2. Convert to Integer and Back (Brute Force)

Intuition

Since the lists are in reverse order, we can read each list as a number, add them as regular Python integers, then convert the result back to a linked list. Python handles arbitrarily large integers, so there’s no overflow concern. This is simple but misses the point of the problem (and wouldn’t work in languages with fixed-size integers).

Algorithm

  1. Walk l1 and reconstruct the integer (least significant digit at index 0 means multiply by 10^i).
  2. Same for l2.
  3. Compute total = num1 + num2.
  4. Build the result list from total by repeatedly taking total % 10 and appending.

Solution

class ListNode:
    def __init__(self, val=0, next=None):
        self.val = val
        self.next = next

def build_list(values):
    if not values:
        return None
    head = ListNode(values[0])
    cur = head
    for v in values[1:]:
        cur.next = ListNode(v)
        cur = cur.next
    return head

def print_list(head):
    result = []
    while head:
        result.append(str(head.val))
        head = head.next
    print(" -> ".join(result) if result else "None")
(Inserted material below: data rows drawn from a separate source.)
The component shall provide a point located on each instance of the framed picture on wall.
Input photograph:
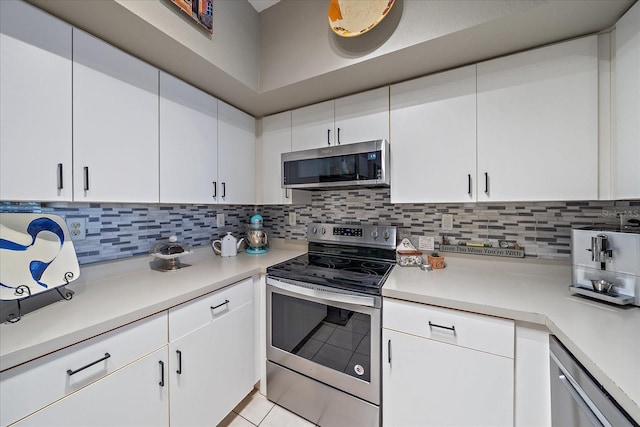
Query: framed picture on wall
(199, 10)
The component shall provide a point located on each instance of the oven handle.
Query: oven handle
(327, 296)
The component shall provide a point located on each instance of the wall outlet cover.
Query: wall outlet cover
(77, 228)
(426, 243)
(447, 222)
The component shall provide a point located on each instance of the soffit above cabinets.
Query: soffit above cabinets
(260, 5)
(296, 59)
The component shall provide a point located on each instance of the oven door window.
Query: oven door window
(336, 338)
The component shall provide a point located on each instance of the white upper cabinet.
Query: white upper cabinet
(356, 118)
(276, 140)
(115, 124)
(312, 126)
(433, 120)
(626, 145)
(362, 117)
(236, 156)
(35, 106)
(188, 143)
(538, 124)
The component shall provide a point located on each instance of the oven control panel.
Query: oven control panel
(347, 231)
(361, 235)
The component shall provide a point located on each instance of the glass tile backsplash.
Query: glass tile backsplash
(543, 228)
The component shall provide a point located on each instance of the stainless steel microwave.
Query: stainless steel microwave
(363, 164)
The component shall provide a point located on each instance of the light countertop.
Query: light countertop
(114, 293)
(604, 338)
(108, 295)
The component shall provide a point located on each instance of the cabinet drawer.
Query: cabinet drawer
(475, 331)
(29, 387)
(192, 315)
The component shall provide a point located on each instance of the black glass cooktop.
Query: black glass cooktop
(352, 274)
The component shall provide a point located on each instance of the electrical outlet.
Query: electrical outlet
(447, 222)
(426, 243)
(77, 228)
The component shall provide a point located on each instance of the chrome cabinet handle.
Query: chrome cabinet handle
(86, 178)
(161, 383)
(71, 372)
(179, 370)
(60, 182)
(449, 328)
(220, 305)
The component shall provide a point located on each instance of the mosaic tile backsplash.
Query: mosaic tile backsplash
(543, 228)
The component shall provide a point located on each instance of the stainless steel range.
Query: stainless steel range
(324, 325)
def addTwoNumbers_brute(l1, l2):
    def list_to_int(node):
        num, multiplier = 0, 1
        while node:
            num += node.val * multiplier
            multiplier *= 10
            node = node.next
        return num

    total = list_to_int(l1) + list_to_int(l2)

    if total == 0:
        return ListNode(0)

    dummy = ListNode(0)
    cur = dummy
    while total > 0:
        cur.next = ListNode(total % 10)
        cur = cur.next
        total //= 10
    return dummy.next

# Test
l1 = build_list([2, 4, 3])
l2 = build_list([5, 6, 4])
print("Output: ", end=""); print_list(addTwoNumbers_brute(l1, l2))  # 7->0->8

Complexity

  • Time: O(max(m, n)) — similar traversal
  • Space: O(max(m, n)) — result list

Common Pitfalls

Forgetting the final carry. After both lists are exhausted, there may still be a carry of 1 (e.g., 5+5=10 leaves carry=1). The while l1 or l2 or carry condition handles this — don’t change it to just while l1 or l2.

Not handling lists of different lengths. If l1 has 3 nodes and l2 has 2, you need to keep going after l2 is exhausted. Use v1 = l1.val if l1 else 0 to safely get 0 when a list runs out.

Advancing both pointers unconditionally. After the loop body, only advance a pointer if it’s not None. if l1: l1 = l1.next — don’t do l1 = l1.next unconditionally or you’ll get an AttributeError.